二度目の結婚は、溺愛から始まる
意外なほど強い力で引き止めた彼女は、真摯なまなざしでわたしを見つめて懇願した。
「お時間があるようでしたら……いえ、お時間がなくても、一緒にいてくれませんか?」
「……はい?」
「梛と二人きりだと上手く話せる気がしないんです。わたしも梛も短気だから、つい売り言葉に買い言葉になって……。日曜日も、せっかく椿さんが骨を折って梛と会わせてくださったのに、病気のことや離婚のことで言い合いになってしまって、結婚についてきちんと話せなかったんです」
勘違いではあっても、梛の恋人だと思ったわたしを追いかけ、面と向かって愛人公認宣言をしてしまうくらいだ。

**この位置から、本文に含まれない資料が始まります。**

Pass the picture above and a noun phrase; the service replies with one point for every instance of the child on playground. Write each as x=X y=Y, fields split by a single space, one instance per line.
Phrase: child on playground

西園寺 花梨という人は、行動力もあれば、舌もよく回る。
梛に言われっぱなしで、大人しく引き下がりはしないだろうと想像がつく。
しかし……。
「でも……わたしと梛はそもそも友人と言えるような仲でもないですし、わたしがいたらかえって素直になれないのでは……?」
「梛は、いつだって素直ではありませんから。むしろ、第三者がいてくれたほうが、冷静に話せると思うんです」
確かに、二人きりになったからと言って、梛がいきなり素直になれるとも思えない。
けれど、やはり他人に聞かれている状態で、包み隠さず本音を言えるかとなると……。
(わたしなら、無理だわ)
ところが、わたしが断りを口にするより先に、蓮が承諾してしまった。
「見守るくらいしかできませんが、同席しましょう」
「れ、蓮っ!?」
どういうつもりだと詰め寄るわたしに、蓮は肩を竦める。
「あとで個別に話を聞くよりは、その方が手っ取り早いだろう?」
「そ、それはそうだけど、でも……」
「知人以上友人未満だからこそ、できる役回りもあるはずだ」
プライドや羞恥心、遠慮。
そんなものが邪魔をして、親しい人には言えないことが、見ず知らずの人になら言える。
通りすがりの人やそれほど親しくない人が差し伸べてくれた手なら、取れる。
そんなこともあるのだと言う蓮の言葉に、反論できなかった。
「……わかったわ」
「ありがとうございます」
彼女は、わたしたちが立ち会うと聞いてほっとしたようだが、その表情は硬い。
「あの……コーヒーか紅茶、もしくはミネラルウォーターしかないんですけれど……何か飲みませんか?」
少しでも緊張を和らげたいと提案したのは、彼女のためというより自分のためだ。
「どうぞおかまいなく」
「ついでですから。わたしと蓮も、ちょうどコーヒーを飲みたいと思っていたところなんです」
「では……もしご面倒でないのなら、いただきます」
「インスタントですけれど。ブラックで?」
「はい」
お湯を沸かし、三人分のコーヒーを用意する。
(うーん……ものすごく、高級そうに見えるわね)
ごく普通のインスタントコーヒーを何かの景品と思われるマグカップで飲む姿さえ、「西園寺 花梨」にかかるとCMのように美しい。
天候、ニュース、株価など、蓮と当たり障りのない世間話をしている彼女に見惚れていたら、シャワーを終え、髭を剃って「人間らしく」なった梛が現れた。